BENGALURU (Reuters) – India’s National Stock Exchange (NSE) said on Wednesday that its volume of futures contracts doubled in the first quarter, while options grew 33%, amid a surge in derivatives trading in the country.
Average daily traded volumes for equity futures doubled to 2.09 trillion rupees ($24.90 billion) for the quarter ended June 30, while that for the equity options grew 33% to 719.57 billion rupees.
The rise in volumes comes amid a surge in derivates trading in the country, especially among retail investors, sparking concerns about broader financial stability risks and depletion of household savings.
Last month, the country’s markets regulator proposed a series of measures to curb a trading frenzy in options, including raising the minimum trading amount by over three times, reducing the number of contracts expiring each week and hiking trading margins.

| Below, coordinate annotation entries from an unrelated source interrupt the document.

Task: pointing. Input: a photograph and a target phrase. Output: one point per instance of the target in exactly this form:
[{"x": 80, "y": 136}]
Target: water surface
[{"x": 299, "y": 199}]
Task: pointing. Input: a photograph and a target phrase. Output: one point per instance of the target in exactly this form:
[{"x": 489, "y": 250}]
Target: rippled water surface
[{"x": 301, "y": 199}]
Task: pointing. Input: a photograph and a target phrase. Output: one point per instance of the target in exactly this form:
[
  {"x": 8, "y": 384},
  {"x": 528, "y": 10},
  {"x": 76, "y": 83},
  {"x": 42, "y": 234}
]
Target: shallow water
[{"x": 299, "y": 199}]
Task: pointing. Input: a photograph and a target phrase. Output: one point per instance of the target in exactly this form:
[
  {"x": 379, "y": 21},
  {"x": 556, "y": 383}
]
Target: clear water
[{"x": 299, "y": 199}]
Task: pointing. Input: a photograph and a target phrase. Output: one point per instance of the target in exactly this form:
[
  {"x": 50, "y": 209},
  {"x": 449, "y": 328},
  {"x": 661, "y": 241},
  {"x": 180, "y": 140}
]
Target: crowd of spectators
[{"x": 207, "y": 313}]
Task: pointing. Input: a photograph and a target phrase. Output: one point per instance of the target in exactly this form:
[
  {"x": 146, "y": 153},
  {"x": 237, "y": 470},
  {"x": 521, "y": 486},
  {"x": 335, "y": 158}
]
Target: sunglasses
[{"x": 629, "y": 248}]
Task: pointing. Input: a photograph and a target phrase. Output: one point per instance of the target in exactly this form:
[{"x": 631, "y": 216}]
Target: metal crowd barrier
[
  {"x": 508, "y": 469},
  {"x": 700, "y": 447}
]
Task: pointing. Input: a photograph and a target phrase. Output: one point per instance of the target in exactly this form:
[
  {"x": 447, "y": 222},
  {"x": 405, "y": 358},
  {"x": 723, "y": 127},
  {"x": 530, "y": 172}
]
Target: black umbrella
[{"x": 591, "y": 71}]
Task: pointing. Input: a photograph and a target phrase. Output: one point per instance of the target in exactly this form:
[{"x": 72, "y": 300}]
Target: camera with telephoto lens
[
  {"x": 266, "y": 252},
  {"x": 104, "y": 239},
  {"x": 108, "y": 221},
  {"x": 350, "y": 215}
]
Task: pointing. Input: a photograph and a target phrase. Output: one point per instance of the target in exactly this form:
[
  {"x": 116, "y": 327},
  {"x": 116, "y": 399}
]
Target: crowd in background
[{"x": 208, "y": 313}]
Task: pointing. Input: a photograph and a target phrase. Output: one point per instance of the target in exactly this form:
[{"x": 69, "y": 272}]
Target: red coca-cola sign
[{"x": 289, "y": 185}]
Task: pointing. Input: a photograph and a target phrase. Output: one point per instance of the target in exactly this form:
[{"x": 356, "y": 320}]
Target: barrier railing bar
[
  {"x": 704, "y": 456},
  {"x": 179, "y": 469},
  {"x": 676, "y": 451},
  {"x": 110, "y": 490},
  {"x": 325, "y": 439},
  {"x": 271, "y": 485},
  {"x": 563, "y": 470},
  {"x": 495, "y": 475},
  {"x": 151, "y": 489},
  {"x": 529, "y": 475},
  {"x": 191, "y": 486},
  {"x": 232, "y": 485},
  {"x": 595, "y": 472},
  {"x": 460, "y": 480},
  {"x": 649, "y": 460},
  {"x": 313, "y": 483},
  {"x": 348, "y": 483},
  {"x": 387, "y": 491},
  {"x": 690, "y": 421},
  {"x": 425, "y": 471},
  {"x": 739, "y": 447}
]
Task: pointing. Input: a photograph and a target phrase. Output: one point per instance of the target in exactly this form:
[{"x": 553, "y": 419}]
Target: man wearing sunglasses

The NSE paid a securities transaction tax (STT) of 120.54 billion rupees during the quarter. STT is a direct tax charged on every sale and purchase of securities that are listed on Indian stock exchanges.
The NSE’s consolidated operating revenue for the quarter grew 51% year-on-year, while its profit rose 39%.
India’s equity market hit multiple record highs in the April to June quarter on strong economic outlook and foreign fund inflows, boosting its stock exchanges.